Chi pensa sia necessario filosofare deve filosofare
e chi pensa non si debba filosofare deve filosofare
per dimostrare che non si deve filosofare;
dunque si deve filosofare in ogni caso o andarsene di qui,
dando l’addio alla vita, poiché tutte le altre cose
sembrano essere solo chiacchiere e vaniloqui.
Aristotele
L’atelier Attila presenta per la prima volta un’esposizione collettiva. Mirjam Zani e Roberta Piemontesi, abitano nello stesso territorio, praticano vite diverse e si espongono assieme nella diversità. Hanno intenti uguali, ma dichiarano segni ed immagini diverse. Mirjam e Roberta si lasciano pensare dall’esigenza creativa e la sentono come amica e ne diventano le esecutrici, seguono un istinto, lo studiano e lo segnano su superfici adeguate ad ospitarla.
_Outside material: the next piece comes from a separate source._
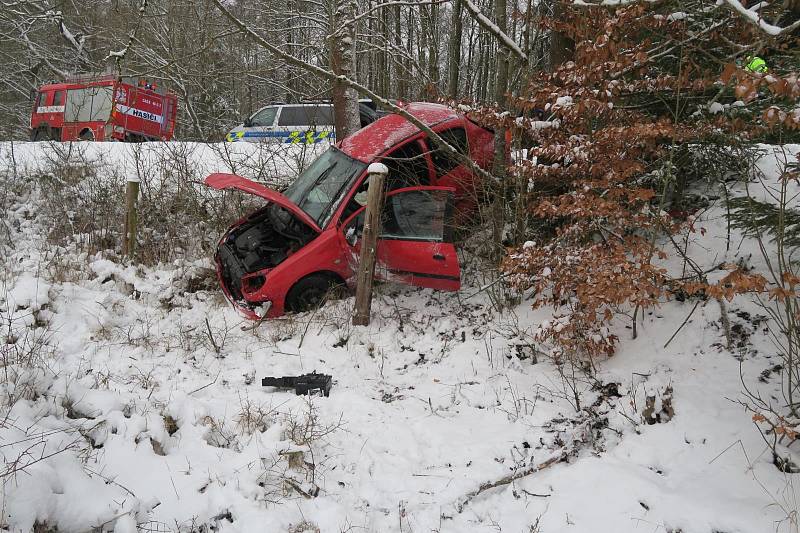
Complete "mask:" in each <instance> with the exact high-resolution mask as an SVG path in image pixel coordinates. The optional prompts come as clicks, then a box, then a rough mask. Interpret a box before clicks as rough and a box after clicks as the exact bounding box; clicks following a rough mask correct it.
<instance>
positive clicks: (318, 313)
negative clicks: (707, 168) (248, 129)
mask: <svg viewBox="0 0 800 533" xmlns="http://www.w3.org/2000/svg"><path fill="white" fill-rule="evenodd" d="M172 144H173V145H175V146H174V147H173V149H176V150H177V149H179V143H172ZM44 146H45V145H41V146H37V147H31V146H30V145H23V146H17V147H16V149H17V150H19V151H17V152H16V154H15V157H16V159H17V161H18V163H20V162H24V163H25V164H21V163H20V164H19V167H18V170H17V173H16V174H15V173H14V172H13V169H12V168H11V167H10V165H9V164H8V163H7V161H8V159H9V152H10V150H9V146H8V145H7V144H3V145H0V156H2V157H3V158H4V161H6V166H5V167H4V168H3V170H2V171H1V172H0V174H1V175H2V176H1V177H0V180H2V181H0V202H3V209H4V213H5V216H4V219H3V220H2V222H0V246H1V247H2V252H1V255H0V259H2V262H3V266H4V269H3V274H2V280H1V281H0V314H1V315H2V320H3V330H2V331H3V332H2V341H3V344H2V345H0V346H2V348H1V349H2V364H3V372H4V374H3V381H2V398H1V399H0V402H2V403H0V405H1V408H2V417H0V420H2V426H0V455H2V457H3V466H2V479H3V491H2V500H3V501H2V509H3V513H4V514H3V517H2V526H3V527H5V528H7V529H9V530H11V531H30V530H32V529H34V528H35V529H36V530H37V531H76V532H77V531H89V530H107V531H111V530H114V531H135V530H136V529H137V527H138V528H139V530H143V531H208V530H218V531H256V530H258V531H288V532H294V533H299V532H302V531H335V532H338V531H348V530H350V531H358V530H365V531H375V532H386V531H402V532H407V531H451V532H464V531H514V532H517V531H526V532H528V531H546V532H550V531H575V532H584V531H585V532H606V531H607V532H609V533H611V532H615V533H616V532H620V531H654V530H655V531H672V532H678V531H681V532H683V533H694V532H697V533H710V532H713V531H719V532H748V533H749V532H753V533H760V532H763V531H771V530H774V529H775V528H776V526H777V527H778V528H783V529H784V530H789V529H788V528H789V527H790V526H791V525H792V524H791V523H790V522H786V521H783V522H781V520H783V519H784V518H785V517H786V516H787V510H788V511H792V510H793V509H794V510H796V509H797V501H796V500H795V499H794V498H795V496H794V492H793V491H792V490H791V489H792V487H793V483H794V481H793V478H792V475H790V474H782V473H780V472H779V471H778V470H777V469H776V468H775V467H774V466H773V465H772V464H771V457H770V456H769V455H768V454H766V453H765V447H764V445H763V442H762V441H761V438H760V436H759V434H758V432H757V431H756V429H755V428H754V427H753V424H752V422H751V420H750V416H749V415H748V414H747V413H745V412H744V411H743V409H742V408H741V406H740V405H738V404H737V403H736V402H735V401H732V400H734V399H736V398H739V397H740V396H741V388H742V387H741V382H740V360H741V375H742V376H743V377H744V379H745V381H746V383H747V385H748V387H751V388H752V389H753V390H759V391H761V392H762V393H763V394H764V395H770V394H777V391H778V390H779V387H780V384H779V381H780V376H779V375H774V374H772V375H771V374H769V373H767V374H766V377H764V378H763V381H759V380H758V378H759V376H763V375H764V371H765V370H766V369H769V368H773V367H774V366H775V361H774V360H771V359H770V355H771V354H772V353H773V352H774V350H772V349H771V346H770V344H769V343H768V341H767V339H766V337H765V335H764V333H763V319H761V318H759V316H758V315H759V314H760V311H759V309H758V308H757V307H756V306H754V305H753V304H752V303H750V302H747V301H745V300H741V301H737V302H735V303H734V304H732V305H730V307H729V313H730V320H731V323H732V325H733V326H734V331H735V332H736V335H737V341H739V342H738V344H737V348H736V349H735V350H734V351H733V352H731V351H728V350H726V349H724V348H723V347H722V344H724V342H725V341H724V335H723V331H722V328H721V324H720V310H719V307H718V306H716V305H715V304H713V302H712V303H710V304H704V303H701V304H700V305H699V306H698V308H697V310H696V311H695V312H694V314H693V315H692V317H691V318H690V319H689V320H688V321H687V323H686V325H684V326H683V328H682V329H681V331H680V333H679V334H678V335H677V336H676V337H675V339H674V340H672V341H671V342H670V343H669V344H668V346H667V347H666V348H664V345H665V343H667V341H668V340H669V338H670V337H671V336H672V334H673V333H674V332H675V331H676V330H677V329H678V327H679V326H680V325H681V323H682V322H683V321H684V319H685V318H686V316H687V314H688V313H689V311H690V310H691V308H692V306H693V304H694V302H687V303H685V304H679V303H670V304H667V305H664V306H663V307H662V308H661V309H659V310H658V312H657V313H654V314H652V315H651V316H648V317H646V319H645V322H644V323H643V324H641V325H640V328H639V329H640V331H639V338H638V339H637V340H635V341H629V340H626V341H625V342H623V344H622V349H621V350H620V353H618V354H617V355H615V356H614V357H613V358H612V359H610V360H608V361H605V362H602V363H601V364H600V370H599V372H598V374H597V375H596V376H594V377H593V378H590V377H587V376H585V375H583V374H582V373H580V372H579V371H577V372H576V371H573V370H571V369H569V368H565V367H561V368H560V369H559V368H557V367H555V366H553V365H552V363H551V362H549V361H548V360H547V359H546V358H545V357H542V356H541V354H537V352H536V350H535V349H534V346H533V344H532V342H531V339H530V332H531V331H533V330H535V328H536V327H537V326H538V325H539V324H540V323H541V322H542V321H543V320H546V319H548V318H549V317H548V316H546V313H544V312H542V311H537V312H532V311H530V310H529V309H528V308H527V307H526V306H525V304H524V303H523V304H522V306H520V307H519V308H518V309H516V310H515V313H514V314H505V315H498V314H497V313H495V312H494V311H493V310H492V308H491V306H490V303H489V302H488V301H487V300H486V299H485V298H484V295H483V294H479V295H478V296H474V297H472V298H469V299H467V298H466V296H468V295H471V294H473V292H474V288H469V285H470V283H469V281H470V280H466V283H465V285H467V288H465V289H464V290H463V291H462V294H461V295H460V296H459V295H453V294H444V293H435V292H431V291H421V290H415V289H408V288H401V287H397V286H392V285H385V286H382V287H381V288H380V293H379V296H378V299H377V300H376V302H375V306H374V307H375V311H374V315H375V320H374V321H373V324H372V325H371V326H369V327H366V328H362V327H352V326H350V322H349V316H350V311H351V300H349V299H346V300H343V301H340V302H335V303H332V304H329V305H327V306H326V307H325V308H323V309H321V310H320V311H318V312H316V313H309V314H305V315H300V316H297V317H293V318H285V319H279V320H274V321H270V322H266V323H264V324H262V325H260V326H259V327H257V328H255V329H250V328H247V329H246V330H243V329H242V326H243V325H245V324H243V322H242V320H241V319H240V318H239V317H238V316H237V315H236V314H235V313H234V312H233V311H232V310H231V309H230V308H229V307H228V306H227V305H226V304H225V303H224V302H223V300H222V299H221V297H220V294H219V291H218V290H217V288H216V285H215V282H214V280H213V275H211V274H210V272H209V267H210V262H209V260H208V259H207V258H204V256H203V250H202V249H190V248H187V249H186V251H184V252H181V251H177V252H176V254H179V253H183V256H182V257H177V258H173V257H172V256H170V261H169V262H167V263H164V262H162V263H160V264H159V263H153V264H152V266H146V267H144V266H130V265H126V264H124V263H123V262H121V261H120V260H118V259H117V258H115V257H114V255H113V254H109V253H107V252H102V251H99V252H97V251H94V250H95V248H97V246H95V245H98V246H99V244H98V243H96V242H95V241H92V244H93V246H92V247H89V246H88V245H87V244H86V242H85V241H80V240H79V241H78V243H77V244H76V242H72V243H71V244H69V239H66V240H63V239H61V235H62V233H64V232H62V233H54V232H53V218H52V216H50V215H49V214H48V213H46V212H45V210H46V209H51V208H52V205H53V203H52V201H48V199H47V198H44V197H43V192H44V190H43V187H44V185H42V184H40V183H39V182H38V181H37V180H36V179H33V177H32V176H33V175H34V174H35V172H36V169H35V168H34V167H33V166H31V165H34V164H41V163H42V161H45V158H46V157H52V154H51V155H50V156H48V155H47V154H46V153H45V152H44V150H45V148H44ZM86 146H88V148H87V149H88V150H91V151H95V152H96V153H97V156H98V157H103V158H106V159H107V160H108V159H111V160H113V159H114V158H118V156H117V155H114V151H117V150H130V149H131V148H130V147H129V146H125V145H91V144H89V145H86ZM120 146H122V148H120ZM59 148H61V149H64V148H65V147H64V146H61V147H59ZM105 150H109V151H110V152H109V153H106V152H105ZM198 150H199V151H197V152H191V153H188V154H187V155H185V157H184V158H183V160H184V161H185V162H186V164H187V166H190V167H201V166H213V165H216V164H219V167H217V168H215V169H214V170H222V169H224V168H225V165H226V164H227V163H225V160H224V158H223V160H222V161H223V162H222V163H219V161H220V160H219V159H216V158H217V155H216V154H215V155H214V156H213V157H211V156H207V155H200V154H202V153H208V152H206V150H208V148H206V147H201V148H199V149H198ZM26 165H27V166H26ZM126 165H127V163H126ZM762 165H763V168H765V169H766V170H768V171H770V172H773V170H772V167H773V166H774V165H775V160H774V158H771V157H767V158H765V159H764V160H762ZM112 166H113V165H112ZM117 168H118V169H119V167H117ZM124 168H125V171H124V172H128V171H130V169H135V168H137V167H136V166H135V165H133V166H125V167H124ZM244 168H245V170H247V167H244ZM250 169H251V171H252V172H253V173H254V174H251V175H252V176H253V177H257V173H258V169H257V165H254V166H252V167H250ZM40 170H41V169H40ZM103 172H110V170H107V171H102V172H100V175H99V178H100V180H99V181H102V178H103V176H104V174H103ZM124 172H123V173H119V176H124ZM773 173H774V172H773ZM773 177H774V176H773ZM64 179H67V178H64ZM69 179H74V180H78V181H80V180H82V179H84V178H81V177H80V176H78V177H71V178H69ZM86 179H88V178H86ZM70 198H71V196H70ZM50 200H52V199H50ZM209 201H210V200H209ZM234 218H235V216H233V215H232V216H231V220H233V219H234ZM701 225H702V226H703V227H705V228H706V230H707V233H706V235H705V236H704V237H703V238H702V241H700V242H698V243H695V244H693V245H692V246H691V247H690V248H689V253H691V254H692V256H693V257H694V258H695V259H696V260H697V261H698V264H700V265H701V266H703V267H707V266H711V265H714V264H718V263H720V262H723V261H732V262H735V261H736V260H737V259H738V258H740V257H742V258H747V260H748V261H749V262H750V263H751V264H753V265H754V266H755V267H756V268H759V266H760V264H759V260H758V259H757V258H758V254H757V253H755V252H756V250H755V248H754V246H753V243H752V242H750V241H749V240H743V241H741V245H739V246H731V247H730V251H727V250H726V248H727V235H726V233H727V228H726V223H725V219H724V206H722V205H719V206H715V207H712V208H711V209H709V210H708V211H707V212H706V213H705V214H704V220H703V221H702V223H701ZM81 231H82V230H81ZM76 233H80V231H78V230H76ZM82 234H85V232H84V233H82ZM213 237H214V235H212V236H211V238H212V239H213ZM732 237H733V238H732V239H731V242H733V243H739V242H740V239H741V236H739V235H736V234H735V232H734V235H733V236H732ZM54 239H55V242H54ZM154 242H155V241H154ZM65 243H67V244H65ZM673 263H674V265H673V266H675V267H676V268H679V264H680V261H679V259H678V258H675V259H674V260H673ZM247 325H250V324H247ZM619 331H620V336H621V337H623V338H627V337H629V335H628V336H627V337H626V333H625V332H626V331H627V330H626V329H625V324H619ZM537 355H538V362H536V361H537ZM312 370H316V371H318V372H325V373H330V374H332V375H333V376H334V379H335V383H334V387H333V391H332V393H331V397H330V398H319V397H314V398H310V399H306V398H300V397H296V396H294V394H293V393H292V392H284V391H276V390H272V389H264V388H262V387H260V378H261V377H263V376H268V375H272V376H280V375H289V374H297V373H302V372H309V371H312ZM539 466H543V469H541V470H540V471H538V472H535V473H534V471H535V470H536V469H537V467H539ZM524 474H529V475H524ZM493 484H495V485H496V486H494V487H492V486H491V485H493ZM537 528H538V529H537Z"/></svg>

Mirjam dipinge la civetta che nella mitologia greca era sacra alla dea Atena simbolo della sapienza, dell’intelligenza razionale e delle arti. La civetta vola come metafora (o alter ego?) nei suoi dipinti e ogni tanto si camuffa da gufo. Mirjam (madame Hibou) esplora la situazione greca ascoltando il rebetico, un blues mediterraneo che canta la rivolta e legge i blog di chi fa controinformazione. Unendo le memorie di un suo passato in cui si è sentita intrappolata, alla situazione del popolo greco che subisce il mal di vivere, si è ritagliata uno spazio creativo e custode del proprio tempo vitale. Con la sua pittura e i sui particolari segni, crea un alfabeto di immagini dove si sente la ricerca di uno spiraglio di luce nelle parti di un mondo che è rimasto troppo al buio nella tragedia umana. Territori imprigionati nel circolo vizioso di sotterfugi e disastri economici creati dai manipolatori del dio denaro. Mirjam pensa la pittura come presenza costante nel suo quotidiano. Sensazione che si legge nei suoi dipinti che accolgono una tensione ironica, poetica e critica di frammenti di un sud del mondo sempre sottomesso alla rabbiosa esistenza di chi persegue l’accumulo delle ricchezze. Dipinge lacrime che diventano forse fiori di speranza sotto lo sguardo della civetta, che attende la caduta dei cattivi con occhi che cercano dove si è cacciata la fortuna dei dannati. Assembla su tavole di legno, le effigi dei filosofi e il sentimento dell’unione delle arti, come forza di diffusione di speranza e di disobbedienza civile per riconquistare il diritto di vivere dignitosamente ed esigere la libertà di espressione, il diritto ad essere felici o almeno di poterlo simulare, per non perdere la fiducia in un futuro democratico e resistere al crollo delle illusioni.
Roberta disegna “Soggetti” con un segno ripetitivo e costante che a volte si perde in uno spazio senza orizzonte. Su carta, con grafite e velature colorate appaiono figure con espressioni latitanti ed asessuate. “Soggetti” ambigui che si contrappongono a modelli stilisticamente conformati da regole e mode, da convenzioni e paradigmi attestati. Roberta è insegnante stilista e quindi vede l’altra faccia dei sui disegni e ne sente la risonanza nel mondo reale. Roberta disegna dentro spazi senza palcoscenico esseri umani che sembrano sottratti all’estetica patinata e trasmessi in esilio e in sospensione come qualcosa in divenire. Forse a guidare l’istinto nel segno di Roberta è l’inevitabilità di controllarlo, come se cercasse di aprire gli occhi ad un essere umano accecato per risarcirlo di una vita persa. In un processo di disegno seriale i “soggetti” è come se avessero il tempo a debito e che il credito stia per esaurirsi in una società ipersessualizzata in cui donne e uomini sono esclusivamente sottomessi alla seduzione. Le teste in tridimensione dei “soggetti” sono costruite in modo sghembo e distorto modellate fuori asse e contenitori di urla e silenzi in modo da interferire con il linguaggio delle forme della tendenza in voga. Teste riposte in modo naturale come hanno voluto essere, forse tra il sonno o l’attesa del viaggio perenne. I supporti cartacei dei disegni di Roberta sono spazi di sosta e di attesa per delle figure che si perdono e si ritrovano, che si recano in un posto a loro assegnato per costruire una storia magari segreta o magari che si rivelerà da sola.